There are four types of biopsies that are commonly used for mesothelioma diagnosis.
- Fluid Drainage: Fluid drainage is the least invasive biopsy option. This test collects fluid from pleural, peritoneal or pericardial effusions using a needle or catheter. The fluid sample may be drained through thoracentesis, an outpatient procedure. However, in most instances, a fluid sample is not adequate to confirm a mesothelioma diagnosis.
- Needle biopsies: Doctors use a needle biopsy to extract a tissue sample from an affected area. The tissue samples are often taken from the pleura (lining of the lung) or a lymph node.

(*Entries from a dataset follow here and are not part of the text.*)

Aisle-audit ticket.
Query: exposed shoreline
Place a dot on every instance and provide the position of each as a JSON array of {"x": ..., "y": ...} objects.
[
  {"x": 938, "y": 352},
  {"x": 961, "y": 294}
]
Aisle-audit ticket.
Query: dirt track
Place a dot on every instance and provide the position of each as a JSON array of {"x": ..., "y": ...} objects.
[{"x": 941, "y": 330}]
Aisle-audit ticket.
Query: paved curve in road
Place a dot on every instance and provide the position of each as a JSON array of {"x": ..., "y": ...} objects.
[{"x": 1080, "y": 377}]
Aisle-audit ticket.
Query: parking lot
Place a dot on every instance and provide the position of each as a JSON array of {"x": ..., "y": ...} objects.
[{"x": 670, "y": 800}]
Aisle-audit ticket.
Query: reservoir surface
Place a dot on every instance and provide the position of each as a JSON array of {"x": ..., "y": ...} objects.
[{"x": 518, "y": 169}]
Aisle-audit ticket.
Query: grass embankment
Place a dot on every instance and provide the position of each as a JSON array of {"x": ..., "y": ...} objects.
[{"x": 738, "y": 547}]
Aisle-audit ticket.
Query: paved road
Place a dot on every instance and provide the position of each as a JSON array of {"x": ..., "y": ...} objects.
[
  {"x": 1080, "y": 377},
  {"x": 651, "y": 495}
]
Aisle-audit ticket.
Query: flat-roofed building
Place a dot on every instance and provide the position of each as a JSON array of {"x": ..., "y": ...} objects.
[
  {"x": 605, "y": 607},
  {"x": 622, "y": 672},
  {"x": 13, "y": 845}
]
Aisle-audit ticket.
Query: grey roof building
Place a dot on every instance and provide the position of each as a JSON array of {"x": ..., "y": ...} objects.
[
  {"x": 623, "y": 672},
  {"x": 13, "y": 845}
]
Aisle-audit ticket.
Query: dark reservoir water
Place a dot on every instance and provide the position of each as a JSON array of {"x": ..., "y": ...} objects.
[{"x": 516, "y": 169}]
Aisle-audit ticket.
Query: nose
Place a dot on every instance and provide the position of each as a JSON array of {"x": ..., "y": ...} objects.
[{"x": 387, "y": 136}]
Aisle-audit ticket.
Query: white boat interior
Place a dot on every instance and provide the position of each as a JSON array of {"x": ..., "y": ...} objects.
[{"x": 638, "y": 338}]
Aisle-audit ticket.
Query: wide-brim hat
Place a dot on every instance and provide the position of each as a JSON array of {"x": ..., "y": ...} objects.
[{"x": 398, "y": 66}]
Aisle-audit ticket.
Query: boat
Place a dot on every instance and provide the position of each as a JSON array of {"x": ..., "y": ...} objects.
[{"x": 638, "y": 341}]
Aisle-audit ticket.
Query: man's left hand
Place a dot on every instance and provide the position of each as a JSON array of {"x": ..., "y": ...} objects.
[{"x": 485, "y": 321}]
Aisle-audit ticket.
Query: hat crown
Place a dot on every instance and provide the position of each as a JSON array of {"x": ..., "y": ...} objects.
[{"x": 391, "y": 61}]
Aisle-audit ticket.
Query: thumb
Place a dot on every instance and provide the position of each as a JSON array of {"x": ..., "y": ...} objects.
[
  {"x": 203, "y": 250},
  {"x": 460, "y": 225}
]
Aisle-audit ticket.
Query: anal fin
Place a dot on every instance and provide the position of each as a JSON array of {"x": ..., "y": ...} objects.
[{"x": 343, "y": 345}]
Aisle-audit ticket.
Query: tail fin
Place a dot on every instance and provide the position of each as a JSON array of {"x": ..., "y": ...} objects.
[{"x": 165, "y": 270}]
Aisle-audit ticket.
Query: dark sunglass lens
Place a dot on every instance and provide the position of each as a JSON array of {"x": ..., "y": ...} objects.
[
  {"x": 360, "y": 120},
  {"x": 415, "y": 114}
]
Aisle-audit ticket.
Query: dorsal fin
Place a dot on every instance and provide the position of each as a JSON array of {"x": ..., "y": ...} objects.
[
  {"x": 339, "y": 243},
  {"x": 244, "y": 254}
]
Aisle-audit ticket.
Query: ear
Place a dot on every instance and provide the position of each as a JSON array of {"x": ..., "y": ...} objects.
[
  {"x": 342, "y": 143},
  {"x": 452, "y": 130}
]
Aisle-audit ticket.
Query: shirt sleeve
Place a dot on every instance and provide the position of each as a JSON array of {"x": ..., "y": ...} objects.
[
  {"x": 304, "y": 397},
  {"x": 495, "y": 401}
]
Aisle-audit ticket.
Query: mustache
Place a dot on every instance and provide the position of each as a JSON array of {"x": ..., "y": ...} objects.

- Surgical camera-assisted biopsies: In a camera-assisted biopsy, a small tube with a camera is inserted into an affected area to locate and retrieve a tissue sample for analysis. Types of camera-assisted biopsies used for mesothelioma include thoracoscopy, laparoscopy and mediastinoscopy.
- Open surgical biopsies: Surgical biopsies are the most invasive biopsy used for mesothelioma diagnosis. This option is used if tumors are difficult to reach with less invasive procedures. Surgical biopsies used for mesothelioma include thoracotomy and laparotomy.
Mesothelioma Blood Tests and Biomarkers
Blood tests can be used to look for mesothelioma biomarkers, or substances in the blood that suggest the presence of malignant mesothelioma.
For example, healthy mesothelial cells produce normal levels of mesothelin, but malignant mesothelial cells produce higher levels of the protein. Blood tests can detect increased levels of mesothelin and aid diagnosis.